The head of the U.S. Drug Enforcement Administration, Asa Hutchinson, told 
a House committee last fall that drug trafficking was a major source of 
income for Afghanistan and the Taliban militia.

Hutchinson said the Taliban's July 2000 decree banning opium production 
increased the market price but had no effect on availability. He suggested 
that the Taliban was controlling a hoarded supply of opium in order to 
drive up the price while it acted at the same time to respond to 
international pressure to crack down on the illicit drug trade.

Hutchinson said Afghanistan produced more than 70 percent of the world's 
supply of opium in 2000, with most of that output being shipped to Europe.

Up and down the street in Kandahar where Akbar works are about 50 other 
shops selling raw opium, each with about five or six traders. They buy from 
the farmers and sell to those who will process the raw opium into heroin.

Akbar says relatively few Afghans suffer from heroin addiction. Still, he 
recognizes that what he does is harmful to people.

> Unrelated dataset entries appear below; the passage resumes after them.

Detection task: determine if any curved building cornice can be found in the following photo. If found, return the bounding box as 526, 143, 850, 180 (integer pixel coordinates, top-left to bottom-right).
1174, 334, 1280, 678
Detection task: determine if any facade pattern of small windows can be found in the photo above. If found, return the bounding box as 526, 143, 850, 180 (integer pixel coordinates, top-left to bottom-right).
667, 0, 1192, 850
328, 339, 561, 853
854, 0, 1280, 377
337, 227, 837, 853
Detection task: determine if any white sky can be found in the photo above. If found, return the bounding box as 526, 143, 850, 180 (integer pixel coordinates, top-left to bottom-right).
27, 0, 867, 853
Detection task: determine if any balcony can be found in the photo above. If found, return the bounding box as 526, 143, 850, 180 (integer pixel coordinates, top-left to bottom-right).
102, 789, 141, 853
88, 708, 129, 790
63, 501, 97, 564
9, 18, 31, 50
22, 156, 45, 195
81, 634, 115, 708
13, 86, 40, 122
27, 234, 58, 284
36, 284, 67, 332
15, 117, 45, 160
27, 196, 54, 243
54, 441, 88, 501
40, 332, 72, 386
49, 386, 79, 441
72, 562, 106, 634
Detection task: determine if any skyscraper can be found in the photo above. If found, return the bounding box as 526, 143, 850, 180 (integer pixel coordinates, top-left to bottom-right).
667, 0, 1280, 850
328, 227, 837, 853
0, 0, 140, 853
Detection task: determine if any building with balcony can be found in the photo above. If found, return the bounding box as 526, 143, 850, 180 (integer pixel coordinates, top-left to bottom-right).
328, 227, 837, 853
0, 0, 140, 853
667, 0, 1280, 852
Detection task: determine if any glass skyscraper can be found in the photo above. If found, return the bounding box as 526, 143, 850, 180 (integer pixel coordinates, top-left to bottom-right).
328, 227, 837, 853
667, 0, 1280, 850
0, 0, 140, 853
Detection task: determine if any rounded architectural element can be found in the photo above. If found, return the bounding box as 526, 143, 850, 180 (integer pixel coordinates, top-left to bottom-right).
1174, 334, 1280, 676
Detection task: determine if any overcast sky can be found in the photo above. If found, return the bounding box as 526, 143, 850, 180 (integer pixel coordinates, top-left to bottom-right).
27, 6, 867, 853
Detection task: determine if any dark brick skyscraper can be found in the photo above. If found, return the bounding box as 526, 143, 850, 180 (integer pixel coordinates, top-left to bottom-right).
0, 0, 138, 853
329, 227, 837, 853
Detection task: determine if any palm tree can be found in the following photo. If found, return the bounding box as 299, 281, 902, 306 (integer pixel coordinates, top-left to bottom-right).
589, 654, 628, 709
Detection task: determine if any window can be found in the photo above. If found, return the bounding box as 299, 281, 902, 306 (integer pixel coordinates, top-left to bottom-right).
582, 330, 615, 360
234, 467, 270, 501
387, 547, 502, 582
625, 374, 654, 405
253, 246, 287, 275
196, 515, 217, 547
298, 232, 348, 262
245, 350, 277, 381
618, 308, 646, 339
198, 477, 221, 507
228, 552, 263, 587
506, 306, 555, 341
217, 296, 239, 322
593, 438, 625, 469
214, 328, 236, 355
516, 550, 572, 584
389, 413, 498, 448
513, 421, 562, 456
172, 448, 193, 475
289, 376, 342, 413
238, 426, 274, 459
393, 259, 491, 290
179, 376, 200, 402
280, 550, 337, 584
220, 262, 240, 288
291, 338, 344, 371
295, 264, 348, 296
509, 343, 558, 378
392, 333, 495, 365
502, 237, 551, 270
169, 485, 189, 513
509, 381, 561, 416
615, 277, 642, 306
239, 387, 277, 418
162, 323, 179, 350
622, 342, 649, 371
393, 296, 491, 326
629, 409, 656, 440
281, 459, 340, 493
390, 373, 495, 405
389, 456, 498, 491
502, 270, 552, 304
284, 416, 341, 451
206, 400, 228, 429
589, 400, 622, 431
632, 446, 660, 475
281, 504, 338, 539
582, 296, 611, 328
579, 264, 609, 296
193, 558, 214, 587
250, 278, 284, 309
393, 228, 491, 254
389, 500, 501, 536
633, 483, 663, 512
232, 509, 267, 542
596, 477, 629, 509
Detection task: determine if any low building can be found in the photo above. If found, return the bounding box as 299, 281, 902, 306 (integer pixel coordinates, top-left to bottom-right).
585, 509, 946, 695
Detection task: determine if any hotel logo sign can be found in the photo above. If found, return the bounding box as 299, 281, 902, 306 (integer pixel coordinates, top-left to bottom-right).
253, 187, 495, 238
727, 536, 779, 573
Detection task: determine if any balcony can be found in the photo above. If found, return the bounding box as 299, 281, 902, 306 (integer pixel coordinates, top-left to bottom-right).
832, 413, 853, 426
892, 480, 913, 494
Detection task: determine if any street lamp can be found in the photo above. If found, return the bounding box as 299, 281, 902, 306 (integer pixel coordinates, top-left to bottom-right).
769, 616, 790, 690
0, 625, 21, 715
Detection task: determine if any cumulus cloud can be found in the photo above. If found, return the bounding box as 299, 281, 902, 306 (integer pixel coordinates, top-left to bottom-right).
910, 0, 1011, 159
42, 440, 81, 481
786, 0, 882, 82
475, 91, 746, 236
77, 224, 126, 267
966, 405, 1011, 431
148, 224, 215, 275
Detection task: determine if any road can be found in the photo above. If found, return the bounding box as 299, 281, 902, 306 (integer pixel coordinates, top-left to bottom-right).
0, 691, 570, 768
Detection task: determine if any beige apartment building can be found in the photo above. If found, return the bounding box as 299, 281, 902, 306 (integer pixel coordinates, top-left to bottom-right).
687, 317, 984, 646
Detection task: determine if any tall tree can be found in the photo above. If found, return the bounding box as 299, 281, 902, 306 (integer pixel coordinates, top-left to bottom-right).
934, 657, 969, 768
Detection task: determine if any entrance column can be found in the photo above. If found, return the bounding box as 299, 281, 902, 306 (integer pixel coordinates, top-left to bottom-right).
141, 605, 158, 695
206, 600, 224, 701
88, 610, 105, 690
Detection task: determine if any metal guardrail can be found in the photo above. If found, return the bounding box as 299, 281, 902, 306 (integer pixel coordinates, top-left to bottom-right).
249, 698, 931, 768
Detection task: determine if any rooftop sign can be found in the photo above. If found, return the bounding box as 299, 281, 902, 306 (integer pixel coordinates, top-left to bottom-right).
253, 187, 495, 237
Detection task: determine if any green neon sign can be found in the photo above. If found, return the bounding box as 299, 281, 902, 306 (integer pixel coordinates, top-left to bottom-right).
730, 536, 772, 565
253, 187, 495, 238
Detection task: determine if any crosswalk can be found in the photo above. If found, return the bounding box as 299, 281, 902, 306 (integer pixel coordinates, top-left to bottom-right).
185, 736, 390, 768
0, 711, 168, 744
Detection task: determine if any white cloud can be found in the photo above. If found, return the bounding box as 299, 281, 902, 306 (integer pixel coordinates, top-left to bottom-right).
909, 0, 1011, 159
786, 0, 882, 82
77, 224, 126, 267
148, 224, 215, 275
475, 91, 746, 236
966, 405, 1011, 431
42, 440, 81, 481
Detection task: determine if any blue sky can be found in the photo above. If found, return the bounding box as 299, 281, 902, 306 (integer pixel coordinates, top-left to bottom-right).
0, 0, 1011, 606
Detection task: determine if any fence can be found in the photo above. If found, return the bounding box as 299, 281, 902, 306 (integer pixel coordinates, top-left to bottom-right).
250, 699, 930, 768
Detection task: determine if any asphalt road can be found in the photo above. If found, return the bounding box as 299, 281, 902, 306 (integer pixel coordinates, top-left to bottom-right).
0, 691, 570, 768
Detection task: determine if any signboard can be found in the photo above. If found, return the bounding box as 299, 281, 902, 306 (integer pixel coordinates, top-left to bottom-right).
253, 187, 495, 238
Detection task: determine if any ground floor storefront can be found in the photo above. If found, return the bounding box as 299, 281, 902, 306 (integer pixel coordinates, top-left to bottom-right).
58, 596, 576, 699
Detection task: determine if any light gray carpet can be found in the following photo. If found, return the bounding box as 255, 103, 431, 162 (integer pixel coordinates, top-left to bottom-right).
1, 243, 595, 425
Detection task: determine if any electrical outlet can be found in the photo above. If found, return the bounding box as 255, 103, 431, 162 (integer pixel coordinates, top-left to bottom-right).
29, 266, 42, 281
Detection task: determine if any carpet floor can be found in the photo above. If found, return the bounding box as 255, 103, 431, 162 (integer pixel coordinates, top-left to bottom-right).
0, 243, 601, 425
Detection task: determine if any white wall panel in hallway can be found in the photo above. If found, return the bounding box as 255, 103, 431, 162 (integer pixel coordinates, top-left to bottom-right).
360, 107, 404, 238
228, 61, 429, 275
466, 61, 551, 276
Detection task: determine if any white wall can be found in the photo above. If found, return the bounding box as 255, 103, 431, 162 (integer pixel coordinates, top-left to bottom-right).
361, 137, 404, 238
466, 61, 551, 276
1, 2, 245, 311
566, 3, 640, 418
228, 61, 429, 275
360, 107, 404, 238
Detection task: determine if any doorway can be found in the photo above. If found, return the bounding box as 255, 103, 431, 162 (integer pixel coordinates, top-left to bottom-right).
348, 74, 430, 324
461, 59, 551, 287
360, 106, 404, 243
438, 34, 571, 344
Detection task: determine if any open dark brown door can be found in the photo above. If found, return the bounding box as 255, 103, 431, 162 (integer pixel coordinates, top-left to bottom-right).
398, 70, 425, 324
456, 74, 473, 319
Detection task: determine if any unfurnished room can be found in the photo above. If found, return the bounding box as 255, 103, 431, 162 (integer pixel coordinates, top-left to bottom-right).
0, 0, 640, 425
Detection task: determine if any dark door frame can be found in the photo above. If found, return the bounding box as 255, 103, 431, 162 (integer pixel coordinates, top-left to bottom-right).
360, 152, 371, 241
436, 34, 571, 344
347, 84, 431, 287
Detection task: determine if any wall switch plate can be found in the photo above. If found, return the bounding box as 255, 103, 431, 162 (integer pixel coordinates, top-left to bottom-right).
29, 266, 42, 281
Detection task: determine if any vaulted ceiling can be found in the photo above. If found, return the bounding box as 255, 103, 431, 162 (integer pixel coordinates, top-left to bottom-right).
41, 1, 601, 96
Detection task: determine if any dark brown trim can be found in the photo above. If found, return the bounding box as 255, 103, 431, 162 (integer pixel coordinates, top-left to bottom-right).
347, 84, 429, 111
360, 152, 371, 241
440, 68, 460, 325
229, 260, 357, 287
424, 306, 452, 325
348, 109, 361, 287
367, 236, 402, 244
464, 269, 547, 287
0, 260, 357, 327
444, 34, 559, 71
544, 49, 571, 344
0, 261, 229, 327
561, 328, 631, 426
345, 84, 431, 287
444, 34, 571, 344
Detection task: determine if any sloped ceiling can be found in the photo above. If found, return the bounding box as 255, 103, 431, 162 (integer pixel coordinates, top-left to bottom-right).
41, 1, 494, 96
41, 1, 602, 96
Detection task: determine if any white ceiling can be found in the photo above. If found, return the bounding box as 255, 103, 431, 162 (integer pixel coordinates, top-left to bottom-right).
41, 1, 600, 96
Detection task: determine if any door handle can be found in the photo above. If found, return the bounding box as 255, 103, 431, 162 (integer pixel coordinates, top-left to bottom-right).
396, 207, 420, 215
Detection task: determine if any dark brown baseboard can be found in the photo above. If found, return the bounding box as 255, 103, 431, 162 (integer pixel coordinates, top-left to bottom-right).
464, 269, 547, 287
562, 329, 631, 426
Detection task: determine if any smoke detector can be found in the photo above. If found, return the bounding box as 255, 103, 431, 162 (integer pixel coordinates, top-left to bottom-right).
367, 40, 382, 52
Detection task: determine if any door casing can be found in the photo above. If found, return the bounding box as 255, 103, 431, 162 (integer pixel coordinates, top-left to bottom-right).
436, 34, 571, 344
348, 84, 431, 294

"I don't tell my children what I do. I just say I'm a businessman," he 
said. "I know I'm not doing a good thing and I don't want my children to 
know I'm selling poison."

As for Gul, the poppy farmer, he doesn't think much beyond the good money 
he'll be making come June. He expresses a cold indifference when the 
subject of conversation turns to heroin addicts.

"When this drug arrives to the last person on the end of the line, that 
person is finished," he said, chuckling. "The last man who gets this drug 
is no more a son, no more a brother, no more a father."

It is only when he is shown a photo of an addict begging in the streets of 
Quetta, Pakistan, that he is suddenly somber.

Muhammad is that addict. He spends his time living under a bridge with 
other addicts in the center of the city or begging for handouts. He carries 
the vacant look of a man who has no more dreams.

About a 15-minute drive away are a few of the luckier ones. They are 
addicts who have gone to the Milo Shaheed Trust, a drug treatment center in 
eastern Quetta.

Akhtar Muhammad, 40, crouched in a corner with his shawl around his face. 
He'd been in treatment a week after 25 years as an addict. He didn't know 
what heroin was when a friend got him some for 25 rupees, about 42 cents.

"I'm in a lot of pain. I didn't want to come here but my elders made me do 
it," he said. "If I hadn't, I'd be dead somewhere."